Re: [REGRESSION] kexec does firmware reboot in kernel v6.7.6

"Kalra, Ashish" <ashish.kalra@xxxxxxx> · Thu, 24 Oct 2024 05:08:11 -0500

Hello David,

On 10/23/2024 8:50 AM, David Woodhouse wrote:
> On Wed, 2024-10-23 at 08:29 -0500, Kalra, Ashish wrote:
>>
>> On 10/23/2024 6:39 AM, David Woodhouse wrote:
>>> On Wed, 2024-10-23 at 06:07 -0500, Kalra, Ashish wrote:
>>>>
>>>> As mentioned above, about the same 2MB page containing the end portion of the RMP table and a page allocated for kexec and 
>>>> looking at the e820 memory map dump here: 
>>>>
>>>>>>> [    0.000000] BIOS-e820: [mem 0x000000bfbe000000-0x000000c1420fffff] reserved
>>>>>>> [    0.000000] BIOS-e820: [mem 0x000000c142100000-0x000000fc7fffffff] usable
>>>>
>>>> As seen here in the e820 memory map, the end range of the RMP table is not
>>>> aligned to 2MB and not reserved but it is usable as RAM.
>>>>
>>>> Subsequently, kexec-ed kernel could try to allocate from within that chunk
>>>> which then causes a fatal RMP fault.
>>>
>>> Well, allocating within that chunk would be just fine. It *is* usable
>>> as RAM, as the e820 table says. It works fine most of the time.
>>>
>>> You've missed a step out of the story. The problem is that for kexec we
>>> map it with an "overreaching" 2MiB PTE which also covers the reserved
>>> regions, and *that* is what causes the RMP violation fault.
>>>
>>
>> Actually, the RMP entry covering the end range of the RMP table will be a 2MB/large entry 
>> which means that the whole 2MB including the usable 1MB memory range here will also be marked
>> as reserved in the RMP table and hence any host writes into this memory range will trigger
>> the RMP violation.
> 
> Hm, that does not match our testing. We tried writing to the
> "offending" area from the main kernel (which I assume was using 4KiB
> pages for it, but didn't verify), and that was fine. 
> 
> It also doesn't match what Tom says in the email you linked to:
> 
> "There's no requirement from a hardware/RMP usage perspective that 
> requires a 2MB alignment, so BIOS is not doing anything wrong.  The 
> problem occurs because kexec is initially using 2MB mappings that 
> overlap the start and/or end of the RMP which then results in an RMP 
> fault when memory within one of those 2MB mappings, that is not part of
> the RMP, is referenced."
> 
> Tom's words precisely match my understanding of the situation (with the
> exception that he keeps saying 2MB when he means 2MiB).
> 
> I believe we *can* use that extra 1MiB which is marked as 'usable RAM'
> as usable RAM if we want to, as *long* as we don't use a 2MiB (or
> larger) PTE for it which would overlap the RMP table.
> 
> And the only case where the kernel uses an "overreaching" 2MiB mapping
> is the kexec identmap code, so we should just fix that.

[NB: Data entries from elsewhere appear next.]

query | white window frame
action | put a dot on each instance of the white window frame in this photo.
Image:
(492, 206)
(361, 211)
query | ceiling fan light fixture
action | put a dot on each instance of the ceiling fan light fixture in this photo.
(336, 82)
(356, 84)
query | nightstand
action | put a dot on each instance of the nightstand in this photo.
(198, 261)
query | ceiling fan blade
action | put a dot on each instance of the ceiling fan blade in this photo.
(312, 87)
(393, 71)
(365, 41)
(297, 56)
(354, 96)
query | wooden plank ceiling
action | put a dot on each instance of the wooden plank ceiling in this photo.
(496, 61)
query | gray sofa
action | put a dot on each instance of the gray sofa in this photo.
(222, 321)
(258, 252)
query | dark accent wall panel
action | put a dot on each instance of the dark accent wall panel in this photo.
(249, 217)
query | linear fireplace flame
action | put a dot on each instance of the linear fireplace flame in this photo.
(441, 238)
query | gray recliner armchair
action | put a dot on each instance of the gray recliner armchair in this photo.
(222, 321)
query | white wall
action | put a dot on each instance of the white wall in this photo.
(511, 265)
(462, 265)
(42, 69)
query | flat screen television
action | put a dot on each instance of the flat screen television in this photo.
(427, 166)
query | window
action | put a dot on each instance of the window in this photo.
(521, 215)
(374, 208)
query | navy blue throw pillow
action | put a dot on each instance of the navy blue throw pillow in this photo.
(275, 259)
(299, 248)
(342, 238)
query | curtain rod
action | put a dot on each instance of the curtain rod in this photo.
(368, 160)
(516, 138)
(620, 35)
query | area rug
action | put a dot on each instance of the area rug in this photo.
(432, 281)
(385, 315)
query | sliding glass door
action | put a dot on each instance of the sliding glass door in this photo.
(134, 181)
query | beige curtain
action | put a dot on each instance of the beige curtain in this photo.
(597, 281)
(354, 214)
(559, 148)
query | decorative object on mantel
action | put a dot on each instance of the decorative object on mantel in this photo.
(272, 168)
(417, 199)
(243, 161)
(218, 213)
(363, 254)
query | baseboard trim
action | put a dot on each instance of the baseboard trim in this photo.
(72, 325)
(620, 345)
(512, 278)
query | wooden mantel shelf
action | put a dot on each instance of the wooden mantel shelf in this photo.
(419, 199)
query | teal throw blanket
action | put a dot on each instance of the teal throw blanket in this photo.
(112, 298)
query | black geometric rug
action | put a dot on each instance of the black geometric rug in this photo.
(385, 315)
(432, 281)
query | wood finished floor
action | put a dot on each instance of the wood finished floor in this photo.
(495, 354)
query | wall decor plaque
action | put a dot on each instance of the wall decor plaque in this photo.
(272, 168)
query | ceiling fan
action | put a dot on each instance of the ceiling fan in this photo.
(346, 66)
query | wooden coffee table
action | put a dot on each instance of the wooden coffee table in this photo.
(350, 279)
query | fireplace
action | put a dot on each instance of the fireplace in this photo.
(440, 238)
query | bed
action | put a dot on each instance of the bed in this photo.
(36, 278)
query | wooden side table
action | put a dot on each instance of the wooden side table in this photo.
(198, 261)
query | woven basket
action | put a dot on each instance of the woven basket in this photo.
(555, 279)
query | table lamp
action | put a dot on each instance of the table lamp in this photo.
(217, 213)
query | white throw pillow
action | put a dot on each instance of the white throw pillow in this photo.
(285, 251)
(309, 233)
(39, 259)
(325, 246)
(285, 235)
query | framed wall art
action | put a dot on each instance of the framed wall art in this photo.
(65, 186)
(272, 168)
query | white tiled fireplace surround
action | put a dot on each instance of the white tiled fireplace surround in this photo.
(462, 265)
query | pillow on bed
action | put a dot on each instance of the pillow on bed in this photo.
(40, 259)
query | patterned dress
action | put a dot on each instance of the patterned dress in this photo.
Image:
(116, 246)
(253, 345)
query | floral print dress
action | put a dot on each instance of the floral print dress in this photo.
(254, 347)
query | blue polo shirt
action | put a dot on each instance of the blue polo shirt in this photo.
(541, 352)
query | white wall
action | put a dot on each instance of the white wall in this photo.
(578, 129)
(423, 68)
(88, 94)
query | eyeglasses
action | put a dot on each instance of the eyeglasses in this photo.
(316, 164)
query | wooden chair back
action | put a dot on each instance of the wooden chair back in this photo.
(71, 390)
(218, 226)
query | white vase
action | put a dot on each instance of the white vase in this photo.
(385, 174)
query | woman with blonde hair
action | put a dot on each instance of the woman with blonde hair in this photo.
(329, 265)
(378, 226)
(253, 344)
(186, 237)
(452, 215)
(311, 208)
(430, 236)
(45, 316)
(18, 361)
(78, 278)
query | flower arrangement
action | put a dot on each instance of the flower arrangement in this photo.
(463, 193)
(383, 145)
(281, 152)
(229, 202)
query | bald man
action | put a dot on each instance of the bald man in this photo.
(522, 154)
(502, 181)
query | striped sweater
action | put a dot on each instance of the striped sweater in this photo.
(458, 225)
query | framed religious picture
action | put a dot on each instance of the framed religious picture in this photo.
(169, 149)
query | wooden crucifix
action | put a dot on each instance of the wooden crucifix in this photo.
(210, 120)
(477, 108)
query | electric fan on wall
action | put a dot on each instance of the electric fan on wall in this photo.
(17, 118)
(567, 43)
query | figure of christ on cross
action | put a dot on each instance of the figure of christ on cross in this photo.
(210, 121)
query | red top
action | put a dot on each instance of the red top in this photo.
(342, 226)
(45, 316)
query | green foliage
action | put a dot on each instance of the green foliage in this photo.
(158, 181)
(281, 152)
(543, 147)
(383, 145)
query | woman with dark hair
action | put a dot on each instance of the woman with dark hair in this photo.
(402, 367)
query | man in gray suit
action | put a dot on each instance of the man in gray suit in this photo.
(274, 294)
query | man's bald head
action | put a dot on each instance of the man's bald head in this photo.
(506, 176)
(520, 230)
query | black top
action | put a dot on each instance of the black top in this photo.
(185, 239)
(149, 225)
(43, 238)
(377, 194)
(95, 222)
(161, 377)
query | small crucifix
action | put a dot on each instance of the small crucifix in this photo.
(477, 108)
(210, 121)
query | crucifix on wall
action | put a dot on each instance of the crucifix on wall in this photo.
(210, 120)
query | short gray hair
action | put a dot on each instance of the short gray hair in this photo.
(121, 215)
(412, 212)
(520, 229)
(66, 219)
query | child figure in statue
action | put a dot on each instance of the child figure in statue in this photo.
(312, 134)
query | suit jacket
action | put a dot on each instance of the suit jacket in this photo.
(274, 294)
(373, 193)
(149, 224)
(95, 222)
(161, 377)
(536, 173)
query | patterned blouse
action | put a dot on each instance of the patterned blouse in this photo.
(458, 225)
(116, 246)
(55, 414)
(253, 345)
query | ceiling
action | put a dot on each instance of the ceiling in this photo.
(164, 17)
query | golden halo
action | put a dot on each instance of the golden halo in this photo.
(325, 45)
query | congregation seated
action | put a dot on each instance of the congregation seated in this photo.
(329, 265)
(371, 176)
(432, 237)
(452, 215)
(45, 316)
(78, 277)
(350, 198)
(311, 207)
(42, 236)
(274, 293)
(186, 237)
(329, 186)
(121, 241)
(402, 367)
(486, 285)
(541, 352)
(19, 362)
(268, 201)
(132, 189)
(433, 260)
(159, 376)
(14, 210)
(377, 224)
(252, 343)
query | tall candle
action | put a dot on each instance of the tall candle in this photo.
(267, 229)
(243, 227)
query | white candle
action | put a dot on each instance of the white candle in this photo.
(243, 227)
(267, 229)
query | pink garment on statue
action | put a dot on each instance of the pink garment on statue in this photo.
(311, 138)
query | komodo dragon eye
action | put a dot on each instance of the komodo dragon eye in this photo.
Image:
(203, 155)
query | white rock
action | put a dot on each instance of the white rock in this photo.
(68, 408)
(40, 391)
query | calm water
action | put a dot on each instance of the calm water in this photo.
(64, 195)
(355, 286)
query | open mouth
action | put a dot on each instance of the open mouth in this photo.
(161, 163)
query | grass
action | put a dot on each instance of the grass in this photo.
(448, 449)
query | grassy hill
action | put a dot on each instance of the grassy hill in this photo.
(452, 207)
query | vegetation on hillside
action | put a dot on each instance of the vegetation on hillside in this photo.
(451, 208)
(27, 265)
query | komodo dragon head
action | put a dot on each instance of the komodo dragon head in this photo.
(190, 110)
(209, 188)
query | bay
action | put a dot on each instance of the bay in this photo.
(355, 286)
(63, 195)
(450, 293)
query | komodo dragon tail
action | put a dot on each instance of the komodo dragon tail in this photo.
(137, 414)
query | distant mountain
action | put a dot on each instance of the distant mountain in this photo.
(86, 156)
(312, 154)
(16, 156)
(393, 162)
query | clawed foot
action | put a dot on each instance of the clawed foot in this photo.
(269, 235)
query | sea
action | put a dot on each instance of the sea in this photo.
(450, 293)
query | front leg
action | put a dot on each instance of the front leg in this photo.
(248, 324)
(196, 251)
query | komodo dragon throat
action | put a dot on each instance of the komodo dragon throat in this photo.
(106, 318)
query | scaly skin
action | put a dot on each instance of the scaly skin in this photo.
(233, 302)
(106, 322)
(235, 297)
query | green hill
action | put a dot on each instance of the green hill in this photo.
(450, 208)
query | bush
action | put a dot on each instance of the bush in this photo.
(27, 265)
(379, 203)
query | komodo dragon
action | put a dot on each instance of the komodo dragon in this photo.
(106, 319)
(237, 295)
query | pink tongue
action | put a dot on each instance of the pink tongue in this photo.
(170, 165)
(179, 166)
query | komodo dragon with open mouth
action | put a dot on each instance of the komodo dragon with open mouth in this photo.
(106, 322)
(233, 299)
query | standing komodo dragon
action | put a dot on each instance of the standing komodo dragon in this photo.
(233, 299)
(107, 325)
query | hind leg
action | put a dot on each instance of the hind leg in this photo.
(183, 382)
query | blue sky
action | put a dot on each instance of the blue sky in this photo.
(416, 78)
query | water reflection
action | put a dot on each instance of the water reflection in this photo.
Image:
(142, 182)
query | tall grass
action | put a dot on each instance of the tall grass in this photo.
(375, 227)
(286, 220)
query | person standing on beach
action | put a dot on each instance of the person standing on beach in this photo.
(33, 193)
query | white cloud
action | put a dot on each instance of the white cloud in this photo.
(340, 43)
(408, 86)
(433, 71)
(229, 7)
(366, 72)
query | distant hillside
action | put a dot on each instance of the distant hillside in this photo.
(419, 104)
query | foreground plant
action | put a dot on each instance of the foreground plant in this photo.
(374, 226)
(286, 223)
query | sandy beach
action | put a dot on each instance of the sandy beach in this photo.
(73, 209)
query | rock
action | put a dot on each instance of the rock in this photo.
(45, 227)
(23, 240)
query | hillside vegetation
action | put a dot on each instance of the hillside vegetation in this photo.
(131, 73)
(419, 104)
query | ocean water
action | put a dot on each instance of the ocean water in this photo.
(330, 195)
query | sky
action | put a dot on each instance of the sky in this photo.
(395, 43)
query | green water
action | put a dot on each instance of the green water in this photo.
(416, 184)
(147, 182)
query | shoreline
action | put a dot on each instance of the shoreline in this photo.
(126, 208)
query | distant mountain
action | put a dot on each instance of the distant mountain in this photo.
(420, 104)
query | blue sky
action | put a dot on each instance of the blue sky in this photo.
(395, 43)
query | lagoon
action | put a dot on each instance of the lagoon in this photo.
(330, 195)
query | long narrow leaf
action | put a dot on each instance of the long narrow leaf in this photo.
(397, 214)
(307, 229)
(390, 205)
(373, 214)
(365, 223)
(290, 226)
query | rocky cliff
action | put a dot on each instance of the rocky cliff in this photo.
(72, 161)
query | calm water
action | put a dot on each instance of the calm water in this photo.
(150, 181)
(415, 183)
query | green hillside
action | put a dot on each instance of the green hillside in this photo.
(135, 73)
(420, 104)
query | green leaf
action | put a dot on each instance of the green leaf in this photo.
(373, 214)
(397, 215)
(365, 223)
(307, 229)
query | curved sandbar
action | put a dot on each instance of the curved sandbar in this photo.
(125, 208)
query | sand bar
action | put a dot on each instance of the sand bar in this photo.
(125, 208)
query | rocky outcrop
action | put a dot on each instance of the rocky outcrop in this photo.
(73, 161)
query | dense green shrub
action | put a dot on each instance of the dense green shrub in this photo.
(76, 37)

Here is a more *correct* explanation of the issue after discussing it with 
Tom: 

The RMP entries for the RMP table memory are marked as firmware pages
(meaning they are assigned and immutable - with the key point being
the assigned bit is set). If the start or end of the RMP table is not
2MB aligned, then the RMP entries are broken down into 4k entries.
Using a 2MB page table mapping (kexec identmap code using a 2MiB PTE),
if the kernel tries to access the portion of the memory that is within
the 2MB page but is not the RMP table, an RMP fault will be generated
because the mappings don't match.

This is documented in AMD64 Architecture Programmer's Manual Volume 2,
section 15.36.10 - RMP and VMPL Access Checks.

As this RMP entry here is covering the RMP table and usable memory range,
so it needs to be smashed to have 4k entries.

So, the RMP fault is being generated here because of the page size mapping
mismatch between the RMP entry and the page table entry.

> 
>>> We could take two possible viewpoints here. I was taking the viewpoint
>>> that this is a kernel bug, that it *shouldn't* be setting up 2MiB pages
>>> which include a reserved region, and should break those down to 4KiB
>>> pages.
>>>
>>> The alternative view would be to consider it a BIOS bug, and to say
>>> that the BIOS really *ought* to have reserved the whole 2MiB region to
>>> avoid the 'sharing'.  Since the hardware apparently already breaks down
>>> 1GiB pages to 2MiB TLB entries in order to avoid triggering the problem
>>> on 1GiB mappings.
>>>
>>>> This issue has been fixed with the following patch: 
>>>> https://lore.kernel.org/lkml/171438476623.10875.16783275868264913579.tip-bot2@tip-bot2/
>>>
>>> Thanks for pointing that patch out! Should it have been Cc:stable?
>>>
>>
>> This thing can happen after SNP host support got merged in 6.11 and SNP support is enabled, therefore
>> the patch does not mark it Cc:stable.
>>
>> I am trying to understand the scenario here: you have SNP enabled in the BIOS and you also
>> have SNP support added in the host kernel, which means that the following logs are seen:
>> ..
>> SEV-SNP: RMP table physical range [0x000000xxxxxxxxxx - 0x000000yyyyyyyyyy]
>> ..
> 
> Ah yes. SEV-SNP isn't actually being *used* on these Genoa platforms at
> the moment, but I do think it's enabled in the kernel.
> 
> If this problem only happens when the kernel actually *enables* SEV-
> SNP, then it seems this fix was missed in our backporting of SEV-SNP
> support to, ahem, a slightly older kernel.
> 

Yes, this problem only happens when kernel enables SEV-SNP support 
and SNP_INIT_EX has been done by the CCP driver to initialize SEV-SNP support.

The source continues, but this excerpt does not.